Whether events are happening near to them, or whether they transpired two thousand years ago, it is all
the same to such men; their heart, intelligence moved by imagination, makes nothing of the vast distances
of time and circumstance

XLVII
Passion and reason do not always contradict each other. Rather, each sometimes commands what the
other approves.
Thus reason herself is either tranquil or angry.
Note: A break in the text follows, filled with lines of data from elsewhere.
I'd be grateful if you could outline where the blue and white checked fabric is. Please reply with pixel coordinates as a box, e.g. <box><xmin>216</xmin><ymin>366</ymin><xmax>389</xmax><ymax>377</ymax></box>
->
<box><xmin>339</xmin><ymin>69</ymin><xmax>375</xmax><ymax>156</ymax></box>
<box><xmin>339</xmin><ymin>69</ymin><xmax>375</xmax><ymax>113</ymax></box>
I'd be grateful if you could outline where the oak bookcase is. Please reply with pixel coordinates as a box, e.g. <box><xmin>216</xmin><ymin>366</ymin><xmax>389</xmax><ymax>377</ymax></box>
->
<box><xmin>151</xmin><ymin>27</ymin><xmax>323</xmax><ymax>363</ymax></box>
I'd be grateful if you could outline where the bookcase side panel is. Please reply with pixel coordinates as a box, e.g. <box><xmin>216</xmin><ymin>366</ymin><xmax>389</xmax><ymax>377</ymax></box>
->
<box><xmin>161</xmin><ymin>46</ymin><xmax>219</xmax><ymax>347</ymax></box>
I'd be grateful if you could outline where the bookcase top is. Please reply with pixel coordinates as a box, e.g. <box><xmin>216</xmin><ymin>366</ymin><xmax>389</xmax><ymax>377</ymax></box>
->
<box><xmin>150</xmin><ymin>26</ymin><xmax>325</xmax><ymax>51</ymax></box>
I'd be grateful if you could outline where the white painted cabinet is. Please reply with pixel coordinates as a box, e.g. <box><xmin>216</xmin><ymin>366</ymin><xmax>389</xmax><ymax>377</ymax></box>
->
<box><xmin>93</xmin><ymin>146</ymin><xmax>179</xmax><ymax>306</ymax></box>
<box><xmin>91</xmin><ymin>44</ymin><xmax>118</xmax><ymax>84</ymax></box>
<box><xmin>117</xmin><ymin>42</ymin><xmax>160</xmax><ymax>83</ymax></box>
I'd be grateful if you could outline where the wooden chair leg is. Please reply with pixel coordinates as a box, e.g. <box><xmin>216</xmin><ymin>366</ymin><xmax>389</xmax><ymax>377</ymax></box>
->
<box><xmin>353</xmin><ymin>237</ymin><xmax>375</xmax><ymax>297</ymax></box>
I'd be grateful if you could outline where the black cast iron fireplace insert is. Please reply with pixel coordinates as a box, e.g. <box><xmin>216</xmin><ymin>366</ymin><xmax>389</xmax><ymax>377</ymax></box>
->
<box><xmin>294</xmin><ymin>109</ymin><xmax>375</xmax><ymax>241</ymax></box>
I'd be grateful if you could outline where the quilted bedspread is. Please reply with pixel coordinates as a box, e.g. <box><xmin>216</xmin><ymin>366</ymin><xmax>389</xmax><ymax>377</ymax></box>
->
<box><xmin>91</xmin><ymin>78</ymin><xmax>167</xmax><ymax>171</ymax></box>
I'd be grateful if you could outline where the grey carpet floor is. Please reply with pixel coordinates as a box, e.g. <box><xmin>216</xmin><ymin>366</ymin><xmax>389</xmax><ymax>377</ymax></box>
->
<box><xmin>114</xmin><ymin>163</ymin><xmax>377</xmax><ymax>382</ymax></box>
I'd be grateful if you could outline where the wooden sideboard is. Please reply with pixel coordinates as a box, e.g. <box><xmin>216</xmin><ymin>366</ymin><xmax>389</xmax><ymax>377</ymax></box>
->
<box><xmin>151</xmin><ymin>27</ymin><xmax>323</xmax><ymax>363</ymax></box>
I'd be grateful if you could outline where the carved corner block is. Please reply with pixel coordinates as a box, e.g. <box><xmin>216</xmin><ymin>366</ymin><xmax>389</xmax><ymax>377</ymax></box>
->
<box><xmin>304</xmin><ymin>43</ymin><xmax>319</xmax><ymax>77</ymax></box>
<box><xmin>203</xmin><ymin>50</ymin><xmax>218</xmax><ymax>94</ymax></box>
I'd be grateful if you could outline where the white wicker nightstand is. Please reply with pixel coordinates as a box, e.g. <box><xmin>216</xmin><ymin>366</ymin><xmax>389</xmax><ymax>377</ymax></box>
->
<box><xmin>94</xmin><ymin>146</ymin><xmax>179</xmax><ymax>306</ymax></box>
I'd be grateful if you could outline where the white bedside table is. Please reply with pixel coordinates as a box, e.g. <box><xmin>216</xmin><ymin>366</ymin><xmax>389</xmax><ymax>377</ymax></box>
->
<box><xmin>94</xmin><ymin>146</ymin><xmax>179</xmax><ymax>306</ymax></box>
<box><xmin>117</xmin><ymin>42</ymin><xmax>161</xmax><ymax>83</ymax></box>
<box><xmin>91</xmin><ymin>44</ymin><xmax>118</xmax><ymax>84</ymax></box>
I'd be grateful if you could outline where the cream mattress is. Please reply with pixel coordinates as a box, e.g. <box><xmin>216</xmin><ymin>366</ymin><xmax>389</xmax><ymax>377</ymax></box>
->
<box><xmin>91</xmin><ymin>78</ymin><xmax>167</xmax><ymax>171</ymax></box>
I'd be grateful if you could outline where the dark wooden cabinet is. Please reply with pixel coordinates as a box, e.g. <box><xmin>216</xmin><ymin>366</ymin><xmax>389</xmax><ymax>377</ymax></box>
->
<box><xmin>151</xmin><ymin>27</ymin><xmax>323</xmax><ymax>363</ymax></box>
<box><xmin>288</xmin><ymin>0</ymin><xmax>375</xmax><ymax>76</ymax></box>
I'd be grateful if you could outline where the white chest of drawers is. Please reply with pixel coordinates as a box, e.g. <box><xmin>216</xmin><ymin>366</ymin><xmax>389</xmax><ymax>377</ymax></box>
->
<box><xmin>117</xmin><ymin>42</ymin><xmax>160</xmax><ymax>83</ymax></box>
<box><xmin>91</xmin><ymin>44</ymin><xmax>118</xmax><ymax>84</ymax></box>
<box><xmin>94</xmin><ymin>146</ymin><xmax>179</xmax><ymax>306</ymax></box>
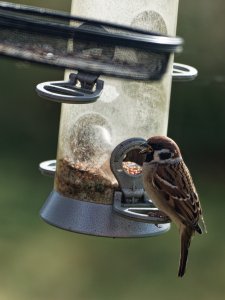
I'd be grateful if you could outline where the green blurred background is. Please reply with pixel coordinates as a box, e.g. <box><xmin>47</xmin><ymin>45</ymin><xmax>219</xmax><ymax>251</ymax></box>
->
<box><xmin>0</xmin><ymin>0</ymin><xmax>225</xmax><ymax>300</ymax></box>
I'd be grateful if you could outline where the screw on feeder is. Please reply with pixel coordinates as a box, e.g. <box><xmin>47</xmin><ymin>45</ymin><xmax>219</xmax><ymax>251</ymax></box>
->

The difference Seneca remarks between anger and cruelty is sage. An angry man is violent; the cruel man
is cold
Amongst all the ideas of Seneca, I confess that I like most to dwell upon those that show the greatness of
his soul, rather than those that show the beauty of his mind, because I am more fond of the one than I
am of the other; and because I personally would rather have performed a noble action than written a
beautiful page; and because it is the defense of Jean Calas [an innocent man unjustly persecuted for his
alleged Protestantism], not the tragedy of Mahomet [a famous play] that I envy Voltaire.
- But Muhammad is also a work of genius, and a good deed.
- I agree.
- And genius is rarer than charity.
- Also granted.
- It can happen on any one day that three hundred men are killed for their country, and that amongst
all these three hundred men, there is not one able to write a verse worthy of Euripides or Sophocles.
- I do not doubt it Yet these men saved their country.
XLVIII.

Prexaspe told Cambyses, murderer of his son, whose heart he had just pierced with an arrow: Apollo
himself could not have fired more truly!
Yet Harpagus conceded to his sovereign, who had served him the heads of his own children, and
compelled him to feed on their limbs: All dishes are pleasing to the table of kings ...
At this baseness, my philosopher, yes, anger fills your soul, and your mouth curses! I praise you for your
passion, but ask you also: do you not in raging thus forget your Stoic principles on anger?
When you cry out: A father who let the murder of her son pass without a proportionate vengeance for
the atrocity of the crime!, you feel as you speak, both trulyfor, Stoic that you were, you were also
made a man.

II XVII
Livy tells us the following of a Roman: "His was rather a great soul than a virtuous ..."
"Do not believe it, replies Seneca: a soul must be virtuous, or give up being great."
0 good Seneca, I am sorry for the preference you want to assign to the cruelty of a Democritus, who
laughed at the unhappy men about him over the compassion of a Heraclitus, when the latter rather wept
for the folly of his brothers (Book II, Chapter x).
Personally, I do not believe that there was ever a man less inclined by his own nature as you to the Stoic
philosophy: gentle, humane, benevolent, tender, compassionate. You were a Stoic from his head, as it
were: yet at every moment your heart pointed you beyond the school of Zeno.